09 August 2013

proof of life

"reducing art to proof". i was on the treadmill or elliptical or the stairmaster listening to a book when i heard those four words. it struck such a chord that i jotted it down. 

the author, david sedaris, was regaling me {and anyone else who reads his latest collection of essays let's explore diabetes with owls}about his excursions, writing about life rather than living it. he conceded that he is better at the former than the latter. his honesty chaffed me. made me sad for him and then ultimately shined a light on me and my penchant for not so much writing about life, but photographing it.

and i thought, have i reduced art to proof? am i too busy photographing the happenings that i am not living them? 
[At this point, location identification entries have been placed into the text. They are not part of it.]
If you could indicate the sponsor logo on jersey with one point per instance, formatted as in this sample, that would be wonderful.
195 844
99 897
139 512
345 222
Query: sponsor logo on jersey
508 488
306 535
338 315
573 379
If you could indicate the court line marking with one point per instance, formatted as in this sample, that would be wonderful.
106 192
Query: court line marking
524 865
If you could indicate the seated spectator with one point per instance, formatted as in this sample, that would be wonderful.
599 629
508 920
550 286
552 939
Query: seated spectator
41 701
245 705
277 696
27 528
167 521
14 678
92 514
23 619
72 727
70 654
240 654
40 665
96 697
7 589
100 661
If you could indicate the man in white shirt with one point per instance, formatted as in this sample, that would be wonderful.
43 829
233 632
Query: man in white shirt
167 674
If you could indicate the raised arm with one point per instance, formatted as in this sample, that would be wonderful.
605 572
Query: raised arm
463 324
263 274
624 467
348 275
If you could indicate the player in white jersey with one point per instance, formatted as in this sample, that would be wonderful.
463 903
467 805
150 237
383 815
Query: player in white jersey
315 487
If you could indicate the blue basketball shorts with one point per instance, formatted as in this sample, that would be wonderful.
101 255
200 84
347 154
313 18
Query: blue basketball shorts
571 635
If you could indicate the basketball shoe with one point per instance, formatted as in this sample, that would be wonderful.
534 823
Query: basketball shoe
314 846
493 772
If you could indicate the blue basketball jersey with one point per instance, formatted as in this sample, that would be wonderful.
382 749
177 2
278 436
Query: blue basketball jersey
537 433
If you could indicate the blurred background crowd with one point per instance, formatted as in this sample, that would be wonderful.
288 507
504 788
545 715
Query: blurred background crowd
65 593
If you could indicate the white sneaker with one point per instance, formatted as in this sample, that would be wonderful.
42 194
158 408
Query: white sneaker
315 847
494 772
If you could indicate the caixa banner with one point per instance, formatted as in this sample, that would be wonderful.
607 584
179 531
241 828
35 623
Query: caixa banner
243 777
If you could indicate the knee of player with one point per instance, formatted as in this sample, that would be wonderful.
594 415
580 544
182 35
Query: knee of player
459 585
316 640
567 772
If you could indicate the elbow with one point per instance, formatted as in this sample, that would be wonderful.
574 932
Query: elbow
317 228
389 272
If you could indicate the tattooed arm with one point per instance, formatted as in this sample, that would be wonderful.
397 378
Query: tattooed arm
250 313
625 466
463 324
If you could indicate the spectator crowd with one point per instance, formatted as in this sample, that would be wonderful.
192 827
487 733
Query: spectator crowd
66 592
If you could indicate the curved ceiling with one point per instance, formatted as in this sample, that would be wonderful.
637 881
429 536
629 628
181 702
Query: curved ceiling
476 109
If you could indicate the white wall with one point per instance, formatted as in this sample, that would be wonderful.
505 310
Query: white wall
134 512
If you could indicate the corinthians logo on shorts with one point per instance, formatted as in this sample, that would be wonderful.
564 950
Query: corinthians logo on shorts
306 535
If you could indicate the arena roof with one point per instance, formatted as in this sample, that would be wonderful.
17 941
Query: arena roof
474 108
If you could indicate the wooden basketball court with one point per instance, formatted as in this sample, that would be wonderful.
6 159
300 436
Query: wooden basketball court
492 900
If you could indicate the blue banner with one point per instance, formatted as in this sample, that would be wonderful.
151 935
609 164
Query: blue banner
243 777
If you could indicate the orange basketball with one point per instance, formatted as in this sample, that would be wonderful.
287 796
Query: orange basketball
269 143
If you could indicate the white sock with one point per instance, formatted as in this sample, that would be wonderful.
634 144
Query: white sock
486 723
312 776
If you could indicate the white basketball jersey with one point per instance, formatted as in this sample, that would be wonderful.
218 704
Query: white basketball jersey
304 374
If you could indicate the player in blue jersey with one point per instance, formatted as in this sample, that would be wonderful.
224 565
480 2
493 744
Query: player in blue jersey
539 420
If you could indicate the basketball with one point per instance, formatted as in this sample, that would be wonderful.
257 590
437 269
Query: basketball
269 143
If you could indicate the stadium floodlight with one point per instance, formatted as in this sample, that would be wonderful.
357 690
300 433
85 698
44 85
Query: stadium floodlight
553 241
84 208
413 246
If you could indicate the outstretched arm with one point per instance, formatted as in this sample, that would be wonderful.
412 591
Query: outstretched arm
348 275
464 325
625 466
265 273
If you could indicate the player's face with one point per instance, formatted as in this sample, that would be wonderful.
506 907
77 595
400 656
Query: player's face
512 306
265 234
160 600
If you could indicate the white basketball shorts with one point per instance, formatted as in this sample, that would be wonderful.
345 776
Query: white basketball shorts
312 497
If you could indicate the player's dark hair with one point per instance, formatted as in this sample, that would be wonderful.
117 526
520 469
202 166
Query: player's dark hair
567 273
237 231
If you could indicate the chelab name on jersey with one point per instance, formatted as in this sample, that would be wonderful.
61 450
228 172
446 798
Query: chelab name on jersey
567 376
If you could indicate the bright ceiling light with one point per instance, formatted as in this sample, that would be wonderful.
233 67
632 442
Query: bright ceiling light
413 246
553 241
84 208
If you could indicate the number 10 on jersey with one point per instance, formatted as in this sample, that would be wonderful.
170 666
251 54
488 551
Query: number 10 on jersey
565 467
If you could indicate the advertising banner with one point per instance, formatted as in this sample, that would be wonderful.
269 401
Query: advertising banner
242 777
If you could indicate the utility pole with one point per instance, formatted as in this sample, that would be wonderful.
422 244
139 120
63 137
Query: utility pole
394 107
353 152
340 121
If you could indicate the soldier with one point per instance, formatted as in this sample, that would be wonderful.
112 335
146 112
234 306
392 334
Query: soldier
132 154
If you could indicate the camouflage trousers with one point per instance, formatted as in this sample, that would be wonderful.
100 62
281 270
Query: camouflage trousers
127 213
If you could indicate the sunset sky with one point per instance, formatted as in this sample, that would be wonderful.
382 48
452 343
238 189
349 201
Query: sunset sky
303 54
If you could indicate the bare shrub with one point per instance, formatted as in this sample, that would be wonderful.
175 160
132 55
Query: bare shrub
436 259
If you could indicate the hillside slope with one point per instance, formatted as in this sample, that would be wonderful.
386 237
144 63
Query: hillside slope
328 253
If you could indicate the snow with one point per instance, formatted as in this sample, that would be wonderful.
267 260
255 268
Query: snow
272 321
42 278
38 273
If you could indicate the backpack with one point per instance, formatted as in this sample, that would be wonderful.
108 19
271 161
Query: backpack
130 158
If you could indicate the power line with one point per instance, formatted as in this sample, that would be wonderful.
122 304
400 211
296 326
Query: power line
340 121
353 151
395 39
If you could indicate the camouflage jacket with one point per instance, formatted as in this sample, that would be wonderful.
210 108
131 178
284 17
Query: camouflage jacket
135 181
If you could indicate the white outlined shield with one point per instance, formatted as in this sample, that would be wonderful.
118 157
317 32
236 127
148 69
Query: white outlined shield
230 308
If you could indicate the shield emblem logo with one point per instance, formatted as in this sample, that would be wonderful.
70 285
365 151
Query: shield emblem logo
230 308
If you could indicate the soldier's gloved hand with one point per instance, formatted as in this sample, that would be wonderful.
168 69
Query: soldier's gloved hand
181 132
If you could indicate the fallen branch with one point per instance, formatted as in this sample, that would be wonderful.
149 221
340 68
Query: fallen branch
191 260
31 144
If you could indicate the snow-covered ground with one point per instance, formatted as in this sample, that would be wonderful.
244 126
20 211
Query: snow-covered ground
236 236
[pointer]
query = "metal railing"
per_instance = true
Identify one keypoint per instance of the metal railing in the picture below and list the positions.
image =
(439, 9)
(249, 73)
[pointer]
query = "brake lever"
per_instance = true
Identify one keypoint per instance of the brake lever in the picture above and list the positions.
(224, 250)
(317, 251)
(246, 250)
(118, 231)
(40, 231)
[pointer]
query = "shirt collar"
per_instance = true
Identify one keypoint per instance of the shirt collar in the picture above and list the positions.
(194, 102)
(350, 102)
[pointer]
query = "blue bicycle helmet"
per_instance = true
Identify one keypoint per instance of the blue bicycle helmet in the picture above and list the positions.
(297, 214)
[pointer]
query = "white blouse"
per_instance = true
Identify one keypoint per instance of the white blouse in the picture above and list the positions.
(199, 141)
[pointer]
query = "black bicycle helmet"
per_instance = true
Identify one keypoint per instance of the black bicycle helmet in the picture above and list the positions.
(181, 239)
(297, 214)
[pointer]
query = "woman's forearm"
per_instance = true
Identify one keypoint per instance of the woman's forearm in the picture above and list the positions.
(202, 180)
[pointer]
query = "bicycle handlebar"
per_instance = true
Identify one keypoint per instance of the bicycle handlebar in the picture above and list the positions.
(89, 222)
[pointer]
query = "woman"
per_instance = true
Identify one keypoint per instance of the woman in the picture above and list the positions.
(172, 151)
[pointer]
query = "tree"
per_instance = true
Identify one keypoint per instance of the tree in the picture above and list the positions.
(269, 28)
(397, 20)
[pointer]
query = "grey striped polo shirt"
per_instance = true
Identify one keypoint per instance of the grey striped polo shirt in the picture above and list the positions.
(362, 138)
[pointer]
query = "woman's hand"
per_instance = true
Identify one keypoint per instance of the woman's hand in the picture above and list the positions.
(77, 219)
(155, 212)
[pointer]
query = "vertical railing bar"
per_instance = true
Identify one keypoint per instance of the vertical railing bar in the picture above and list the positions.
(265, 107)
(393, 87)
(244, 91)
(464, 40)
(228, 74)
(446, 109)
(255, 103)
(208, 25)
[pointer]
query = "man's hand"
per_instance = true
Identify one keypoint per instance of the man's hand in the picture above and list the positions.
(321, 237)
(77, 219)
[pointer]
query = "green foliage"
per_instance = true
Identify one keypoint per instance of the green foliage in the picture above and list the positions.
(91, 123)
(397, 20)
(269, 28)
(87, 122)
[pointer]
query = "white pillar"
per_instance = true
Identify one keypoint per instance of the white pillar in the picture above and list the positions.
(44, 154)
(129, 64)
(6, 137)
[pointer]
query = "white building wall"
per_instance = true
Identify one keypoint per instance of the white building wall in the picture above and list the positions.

i remember once a cousin of mine who was chided by her husband for never taking video of their bustling, growing family. this wise cousin closed her eyes and said dreamily, "i am living it once-enjoying it the first go 'round rather than trying to capture it to relive later." i will never forget her words. almost 20 years later, it still sticks in my craw as i hungrily and greedily take more photos of my life and loves than should be allowed. 

and i wonder to myself, "girl friday. are you there?" am i so concerned with forgetting the nuances of my boys that i feel compelled to document their hands, their mannerisms, their habits as mundane and pedestrian as they are. eating a bowl of cereal. writing a note. looking out the window.

for anyone who sees my photographic endeavors knows that i lean more to the unplanned, unposed snaps that embody the person more than a "give us a smile" variety. i want to capture their essence, but in so doing am i spending more time capturing than living in it?

this is not a rhetorical pondering. i am trying to get to the bottom of this. 

yesterday our basement flooded. we had inches of standing water. the only thing i could think about was all the photographs down there. so with the help of the 12 year old, whose school was canceled, we heaved up boxes and boxes of filmed reminders of happy faces and inconsequential moments that are documented with such care and love that if ever i was going to claim an earthly treasure, it would be the papers found in those bins. years and years of archived evidence of living a life. proof that i lived and noticed and loved.

perhaps i have reduced art to proof. photographing the museum masterpiece rather than just sitting before it, engulfed with its beauty. but if i don't photograph it, where is the proof that i was ever there? i guess in a way that is why i write and snap shots. so someday, if they ever feel so inclined, my boys will read and see-and know on which side i fell.